Baseball Musings
Baseball Musings
February 25, 2006
Filling a Request

There were a couple of requests in regards to last night's lineup analysis to change the program so it would calculate the runs per game for a given lineup. Having looked at the code, it wasn't tough to do. So now if you enter an actual lineup, it gives you the runs per game for that batting order before the best and worst tables. You can try it here.


Posted by David Pinto at 03:14 PM | Strategy | TrackBack (0)
Comments

Very nifty. You might want to increase your bandwidth. I have the feeling this will be very very big.

Posted by: pawnking at February 25, 2006 04:03 PM

This confirms most intuitive lineup analyses. The one surprising thing is that OBP matters the least for the #6 spot in the order. Can anyone explain why that would be so?

Posted by: Keith at February 25, 2006 04:32 PM

The people coming up behind you are not likely to have the power to drive you in. Therefore, power to drive in runners ahead of you is more important than setting the table.
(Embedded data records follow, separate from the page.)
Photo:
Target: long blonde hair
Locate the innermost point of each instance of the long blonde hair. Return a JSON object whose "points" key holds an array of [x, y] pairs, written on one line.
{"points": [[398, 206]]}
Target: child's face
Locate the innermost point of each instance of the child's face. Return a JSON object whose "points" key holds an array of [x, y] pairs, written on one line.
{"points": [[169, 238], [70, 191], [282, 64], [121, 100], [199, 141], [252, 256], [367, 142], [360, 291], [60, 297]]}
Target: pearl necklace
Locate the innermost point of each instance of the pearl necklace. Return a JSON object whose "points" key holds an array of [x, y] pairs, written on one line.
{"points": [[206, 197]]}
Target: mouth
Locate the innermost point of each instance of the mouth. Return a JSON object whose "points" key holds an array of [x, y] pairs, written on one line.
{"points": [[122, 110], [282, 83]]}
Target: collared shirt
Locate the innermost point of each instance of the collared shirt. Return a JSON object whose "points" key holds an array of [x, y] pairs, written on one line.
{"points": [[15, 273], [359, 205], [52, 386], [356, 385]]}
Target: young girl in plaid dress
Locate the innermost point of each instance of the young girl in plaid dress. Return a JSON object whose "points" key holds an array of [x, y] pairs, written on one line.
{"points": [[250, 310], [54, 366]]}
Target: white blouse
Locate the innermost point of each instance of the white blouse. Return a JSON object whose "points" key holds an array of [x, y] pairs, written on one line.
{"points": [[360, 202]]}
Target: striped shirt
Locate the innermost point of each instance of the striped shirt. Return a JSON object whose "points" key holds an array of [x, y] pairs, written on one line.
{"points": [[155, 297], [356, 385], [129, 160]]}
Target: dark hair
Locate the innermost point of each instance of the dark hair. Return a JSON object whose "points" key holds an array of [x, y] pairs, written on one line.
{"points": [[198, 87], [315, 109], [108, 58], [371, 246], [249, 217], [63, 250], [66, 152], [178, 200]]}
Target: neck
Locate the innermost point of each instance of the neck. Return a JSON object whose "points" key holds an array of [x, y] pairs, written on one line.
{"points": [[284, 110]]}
Posted by: David Pinto at February 25, 2006 04:35 PM

Before seeing this, I had thought a Loretta/Youkilis/Ramirez/Ortiz/Nixon/Varitek/Lowell/Crisp/Gonzalez lineup would be best for the Sox this year. But, according to the script (and my estimates of OBP & SLG), that would only yield 5.41 runs/game. The best lineup (Y/R/V/O/N/Lowell/C/G/Loretta) yields 5.566 runs/game, or 25.3 more runs in a full season. That could easily make the difference in a tight division or wild card race.

See http://people.csail.mit.edu/jrennie/baseball/ for the numbers I used.

Posted by: Jason at February 25, 2006 07:04 PM

Fun, but ultimately stupid and meaningless. A player's OBP and SLG is affected by where he bats in the batting order, so plugging the numbers into a formula is useless for analyzing anything.

Posted by: RealityChuck at February 26, 2006 12:03 AM

Fun, but ultimately stupid and meaningless. A player's OBP and SLG is affected by where he bats in the batting order, so plugging the numbers into a formula is useless for analyzing anything.

Would you care to back up that statement with some research? OBP might be affected due to IBBs if the hitter behind you is much weaker (e.g. 8th spot in the NL), but that's about it. Remember that studies have only demonstrated the existence of weak protection; strong protection doesn't seem to exist.